But the Summit Awards® was a coming out party in a second
sense, too. Ms. Ellingsen was also demonstrating to her new
peer group that she's an artist as well as an engineer, and
her head study, a clay sculpture with blue patina, was the
first display of her artwork before a large group.
"Each art piece is only one perspective on the truth,
and that's a heck of a lot better than none," quips Ms.
Ellingsen, who recently began a consulting venture, SLE Test
Engineering. "My artistic work is an exploration of form
and planes in space, an expression of the three-dimensional
and the natural flow of movement, all caught for a moment
in solidity."
She and her partner of 22 years, a psychologist, operate their
practices from a commercial property in Calgary's Inglewood
district, and Ms. Ellingsen plans to add an art studio.
The figure most interests Ms. Ellingsen, the artist, and she's
drawn and painted many of them in pencil and in oil. But the
medium she enjoys most is clay and sculpture. The electrical
engineer has completed fired clay sculptures, as well as cement
and Bondo castings. Now that she's finished a welding class,
she looks forward to venturing into another style of sculpture.
For the second year in a row, she'll show her work at the
Summit Awardsâ. Building on the success of last year's
show, APEGGA is again using the gala as a venue for the artwork
of Association members and their families. The awards gala
takes place April 25 in Calgary in conjunction with the APEGGA
Annual Conference.
The Path She Travels
For Ms. Ellingsen, the confirmation that she's an artist is
part of what some would consider an unusual journey. In 1975
she graduated with a bachelor of arts degree in social psychology
with a minor in visual art. "Although the arts faculty
was the simplest choice to make, coming straight out of high
school with no role models, I will always value this degree.
It gave me a matrix of perceiving and analyzing the world
we live in, and it gave me the tools to consciously live an
examined life," she says.
Her social services work took her to group homes, street shelters
and seniors' private homes. She's also been a mechanical draftsperson
and a graphic artist.
Two decades in the data telecommunications industry - with
Cell-Loc Inc. and Novatel Wireless in Calgary, Harding Instruments
in Edmonton and Develcon Electronics in Saskatoon - provided
her with an electronics technical background.

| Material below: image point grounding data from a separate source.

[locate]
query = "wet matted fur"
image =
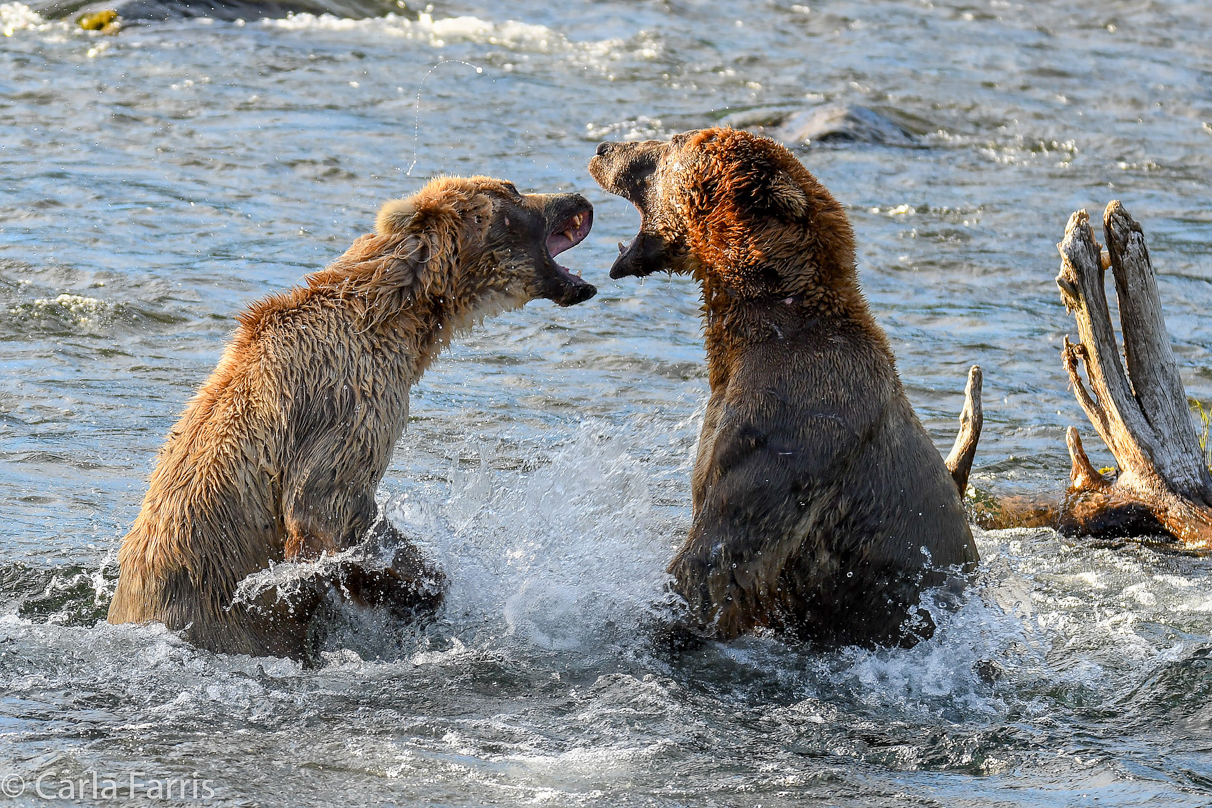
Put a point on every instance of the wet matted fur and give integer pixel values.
(821, 506)
(279, 454)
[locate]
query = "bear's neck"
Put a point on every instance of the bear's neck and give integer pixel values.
(735, 325)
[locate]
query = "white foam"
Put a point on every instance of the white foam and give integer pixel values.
(438, 33)
(555, 557)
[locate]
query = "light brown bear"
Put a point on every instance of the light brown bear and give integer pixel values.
(279, 454)
(821, 506)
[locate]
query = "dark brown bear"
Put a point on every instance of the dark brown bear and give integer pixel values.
(279, 454)
(821, 506)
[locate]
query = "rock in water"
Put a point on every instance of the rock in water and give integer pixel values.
(827, 124)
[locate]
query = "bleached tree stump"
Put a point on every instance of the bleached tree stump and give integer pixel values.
(1139, 411)
(959, 462)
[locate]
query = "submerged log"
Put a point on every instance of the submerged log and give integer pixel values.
(1139, 411)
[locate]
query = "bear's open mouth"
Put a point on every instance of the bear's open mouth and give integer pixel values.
(567, 234)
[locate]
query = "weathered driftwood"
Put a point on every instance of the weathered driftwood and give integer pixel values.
(959, 462)
(1141, 412)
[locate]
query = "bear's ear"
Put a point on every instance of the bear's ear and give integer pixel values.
(787, 194)
(394, 217)
(407, 263)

In the 1990s she took a leave of absence to earn her bachelor
of science degree in electrical engineering, and in 2002 she
became a P.Eng. "I'd determined that I should move up
from a technical track position to an engineering professional
because I needed more challenge, responsibility, autonomy
and opportunities to learn," Ms. Ellingsen explains.

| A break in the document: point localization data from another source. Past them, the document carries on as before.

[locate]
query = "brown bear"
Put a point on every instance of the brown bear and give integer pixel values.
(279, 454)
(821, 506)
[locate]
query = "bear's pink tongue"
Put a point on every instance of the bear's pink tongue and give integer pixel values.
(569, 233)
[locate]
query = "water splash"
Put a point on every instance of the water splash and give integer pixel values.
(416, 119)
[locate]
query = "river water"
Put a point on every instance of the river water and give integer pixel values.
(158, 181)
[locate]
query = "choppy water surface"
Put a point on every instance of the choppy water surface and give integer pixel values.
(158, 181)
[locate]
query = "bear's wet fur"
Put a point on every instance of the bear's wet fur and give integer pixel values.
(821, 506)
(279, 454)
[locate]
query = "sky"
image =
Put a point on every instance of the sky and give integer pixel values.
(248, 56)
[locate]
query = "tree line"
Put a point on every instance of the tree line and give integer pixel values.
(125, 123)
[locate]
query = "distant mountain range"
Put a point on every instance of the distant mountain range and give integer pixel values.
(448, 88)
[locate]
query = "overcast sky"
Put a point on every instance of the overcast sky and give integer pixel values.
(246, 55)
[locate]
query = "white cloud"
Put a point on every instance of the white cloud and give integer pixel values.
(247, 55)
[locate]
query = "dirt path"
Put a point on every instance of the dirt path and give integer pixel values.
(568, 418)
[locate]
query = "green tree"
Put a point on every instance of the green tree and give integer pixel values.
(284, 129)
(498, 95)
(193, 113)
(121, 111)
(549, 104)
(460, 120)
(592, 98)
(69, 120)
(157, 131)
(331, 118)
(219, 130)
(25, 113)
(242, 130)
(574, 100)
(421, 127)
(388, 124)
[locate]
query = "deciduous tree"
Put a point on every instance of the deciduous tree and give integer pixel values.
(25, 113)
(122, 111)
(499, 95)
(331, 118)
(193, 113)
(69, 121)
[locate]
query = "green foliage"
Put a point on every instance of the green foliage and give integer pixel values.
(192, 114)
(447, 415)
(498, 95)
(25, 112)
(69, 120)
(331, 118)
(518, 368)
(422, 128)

"Looking backwards down my career path, I see every step
built on the step before. My path is linear, although it walks
across conventionally defined boundaries. On the one hand
I find myself always positioning myself for change, on the
other I am always surprised at the content of that change
- and that I've found the bravery to accomplish it."
Two Kinds of Commitment
Professional changes and challenges find a complement in Ms.
Ellingsen's art. "Both art and engineering ask for concentration
and commitment. But my technical activities involve planning,
analysis, compartmentalizing, strategizing, whereas my artistic
endeavours draw my focus into the moment. The physical demands
of hand-eye coordination pull for a personal clarity, a synthesis
of head with heart or gut.
"Working in these two areas gives my personal life balance.
Channelling artistic as well technical expression through
my brain nurtures crossing conventional boundaries for innovative
problem-solving." That enhances "personal participation"
in her profession.
The Calgarian found last year's show rewarding and encourages
other APEGGA artists to display their work. "I overlapped
circles I've normally kept separate, and I received wonderfully
positive regard. I had fun, made good connections and left
to explore the possibilities of an integrated artist/technical
professional."
For those professionals who haven't bridged their lives into
the arts, Ms. Ellingsen offers the following two quotes as
inspiration:
"A great deal of talent is lost to the world for
lack of a little courage."
-Cushing
"Whatever you can do, or dream of doing, begin it.
Boldness has magic, power, and genius."